Yuuk baca kisah nya hanya di Nt🙏
Karya ini diterbitkan atas izin NovelToon Alvaro zian, isi konten hanyalah pandangan pribadi pembuatnya, tidak mewakili NovelToon sendiri
Jadi Madu
"Manda" isak Aulia saat sang sahabat keluar membuka pintu pagar rumah nya.
"Masuk dulu nggak enak di lihat tetangga kirain aku ngapa-ngapain kamu lagi" ajak Manda sambil membantu sang sahabat menarik kopernya kedalam rumah.
"Maaf aku jadi ngerepotin kamu Man"
"Nggak papa,aku juga sudah bilang sama papa buat cariin kamu kerja,kata papa di hotel sedang butuh resepsionis,kamu mau?"
"Hotel!"gumam Aulia pelan
"Ya, hotel tempat papa ku kerja,kamu mau nggak?"tanya Manda
"Tapi-"
"Jadi resepsionis Lia bukan wanita penghibur seperti bayangan kamu" jelas Manda agar sahabat nya ini tidak salah paham.
"Tapi aku nggak tau cara nya Manda,kamu tau sendiri kan kita kuliah bukan di dunia perhotelan"
"Nanti ada yang mengajari kamu Li dan berita bagus nya kamu bisa sambil kuliah,kamu juga di siapkan tempat khusus di hotel itu jadi kamu nggak perlu repot-repot cari kost lagi"
"Gimana cara aku kuliah sambil kerja di hotel Manda,bukan nya kerja di hotel itu dari pagi sampai malam"
"Nggak Lia,tetap pakai shift kerja,kamu bisa urus kuliah kamu di akhir Minggu untuk Senin sampai Jum'at nya kamu bekerja,gaji nya lumayan bisa untuk bayar biaya kuliah kamu jadi nggak usah pulang ke rumah lelaki brengsek itu lagi" jelas Manda.
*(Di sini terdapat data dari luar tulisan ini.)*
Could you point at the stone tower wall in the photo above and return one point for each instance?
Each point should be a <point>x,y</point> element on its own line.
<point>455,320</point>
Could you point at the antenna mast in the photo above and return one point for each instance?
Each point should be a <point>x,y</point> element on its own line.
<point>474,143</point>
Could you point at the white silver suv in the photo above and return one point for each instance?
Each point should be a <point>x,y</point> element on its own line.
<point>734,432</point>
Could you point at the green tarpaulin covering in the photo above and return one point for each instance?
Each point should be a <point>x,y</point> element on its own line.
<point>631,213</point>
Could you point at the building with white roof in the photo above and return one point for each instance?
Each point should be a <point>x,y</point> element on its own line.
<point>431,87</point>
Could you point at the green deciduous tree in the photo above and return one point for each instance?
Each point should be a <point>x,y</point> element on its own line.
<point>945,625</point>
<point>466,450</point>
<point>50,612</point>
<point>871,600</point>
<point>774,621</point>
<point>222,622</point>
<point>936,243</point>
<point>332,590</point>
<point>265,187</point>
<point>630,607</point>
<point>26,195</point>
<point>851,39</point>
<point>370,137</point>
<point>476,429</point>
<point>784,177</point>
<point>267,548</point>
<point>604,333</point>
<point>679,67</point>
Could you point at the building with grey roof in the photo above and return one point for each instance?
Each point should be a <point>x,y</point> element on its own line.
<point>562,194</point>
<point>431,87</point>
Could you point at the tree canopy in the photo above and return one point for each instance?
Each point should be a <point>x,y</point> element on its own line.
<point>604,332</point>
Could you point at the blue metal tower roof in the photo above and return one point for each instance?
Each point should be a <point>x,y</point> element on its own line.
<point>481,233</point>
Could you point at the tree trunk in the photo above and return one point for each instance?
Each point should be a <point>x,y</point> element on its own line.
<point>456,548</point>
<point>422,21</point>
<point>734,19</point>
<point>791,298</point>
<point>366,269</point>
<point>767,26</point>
"Makasih Manda,kamu memang benar-benar sahabat terbaik ku" puji Aulia sambil tersenyum manis.
"Ya sudah kamu istirahat dulu di kamar ku,besok kita bicara sama papa ku" ajak Manda lagi dan diangguki Aulia patuh.
*****
"Mas aku nggak bisa tidur" ucap Erika yang dari tadi sibuk membolak-balikkan tubuh nya.
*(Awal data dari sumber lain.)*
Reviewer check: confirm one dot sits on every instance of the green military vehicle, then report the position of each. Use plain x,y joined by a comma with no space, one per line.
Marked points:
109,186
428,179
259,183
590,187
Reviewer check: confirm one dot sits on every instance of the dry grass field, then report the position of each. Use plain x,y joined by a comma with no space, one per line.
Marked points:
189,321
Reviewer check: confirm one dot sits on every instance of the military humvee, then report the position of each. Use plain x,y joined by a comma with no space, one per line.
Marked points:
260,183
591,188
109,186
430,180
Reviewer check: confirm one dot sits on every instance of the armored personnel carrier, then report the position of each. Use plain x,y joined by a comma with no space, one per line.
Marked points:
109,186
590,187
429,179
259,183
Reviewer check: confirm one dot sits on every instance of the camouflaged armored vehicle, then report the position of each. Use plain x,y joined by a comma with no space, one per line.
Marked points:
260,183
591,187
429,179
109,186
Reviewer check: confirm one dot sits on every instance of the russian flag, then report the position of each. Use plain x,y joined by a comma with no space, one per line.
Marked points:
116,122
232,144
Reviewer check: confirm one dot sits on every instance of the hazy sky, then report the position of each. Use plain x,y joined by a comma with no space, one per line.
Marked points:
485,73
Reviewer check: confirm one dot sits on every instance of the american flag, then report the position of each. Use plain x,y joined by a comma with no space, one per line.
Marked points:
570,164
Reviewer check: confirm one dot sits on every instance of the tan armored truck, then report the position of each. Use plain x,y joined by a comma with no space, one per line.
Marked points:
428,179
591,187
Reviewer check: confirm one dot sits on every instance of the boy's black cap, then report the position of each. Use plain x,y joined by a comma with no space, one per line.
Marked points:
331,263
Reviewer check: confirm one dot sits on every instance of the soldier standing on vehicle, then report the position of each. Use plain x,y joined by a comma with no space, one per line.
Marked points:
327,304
"Kamu kepikiran sama Aulia?" tanya Arya dan diangguki Erika
"Besok aku minta mama untuk pulang ke rumah setelah itu aku jemput Aulia di rumah Manda"lanjut Arya
"Gimana kalau mama nggak mau pulang mas?"tanya Erika secara dia tau watak sang mertua yang juga keras kepala.
"Sudah kamu tidur saja aku yang akan bicara sama mama besok" bujuk Arya menarik sang istri kedalam pelukannya.
"Terimakasih mas,kamu sudah menerima Aulia dan menyayangi nya seperti adik kamu sendiri"
"Iya, sudah ayo tidur"
"Aku juga kepikiran sama Aulia,aku juga nggak mau dia sampai di bawa oleh lelaki lain, selama ini aku berusaha merawat dia agar aku yang bisa menikmati keperawanan nya jadi kamu tenang saja Erika karena Adik tercinta mu itu akan menjadi madu mu" batin Arya sambil tersenyum licik.
*****
"Besok ada acara di rumah pak Wiranto,kamu harus datang" ujar pak Herman ayah Arlan
"Kenapa harus aku? Papa bisa minta dua anak lelaki papa yang lain untuk datang" ketus Arlan
"Lan kamu anak pertama kamu harus menjadi contoh baik bagi adik-adik mu"
"Apa papa pernah menjadi contoh yang baik buat ku!"
"Lan,papa sedang bicara tentang kamu"
"Tapi aku sedang bicara tentang papa" bantah Arlan membuat pak Herman menatap tajam sang anak.
"Besok kamu harus datang karena mereka ingin memakai hotel mu untuk jamuan pernikahan anak pertama pak Wiranto"ucap pak Herman lalu segera pergi.
****
"Gimana dengan pekerjaan yang papa katakan kemarin pa,apa hari ini Aulia bisa ke sana?" tanya Manda pada papa nya
"Bisa,hari ini kamu ikut om ke hotel Aulia nanti om akan kenalkan kami dengan karyawan lain nya"
"Surat lamaran nya gimana om?" tanya Aulia karena setau nya jika bekerja harus pakai surat lamaran.
"Lia papa ku manager di sana jadi kamu bisa langsung masuk saja nggak pake' surat lamaran jalur khusus" jawab Manda sambil terkekeh kecil.
"Iya Manda nanti om yang urus semua nya yang terpenting kamu benar-benar bekerja ya jangan bikin malu om Heru" sahut mama Manda
"Iya tante, terimakasih atas bantuannya"ucap Aulia dengan menundukkan kepalanya sopan.
"Tante sama om sudah anggap kamu seperti anak sendiri jadi kalau ada apa-apa langsung bilang sama kami ya"
"Sekali lagi terimakasih tante" ujar Aulia dengan tersenyum manis.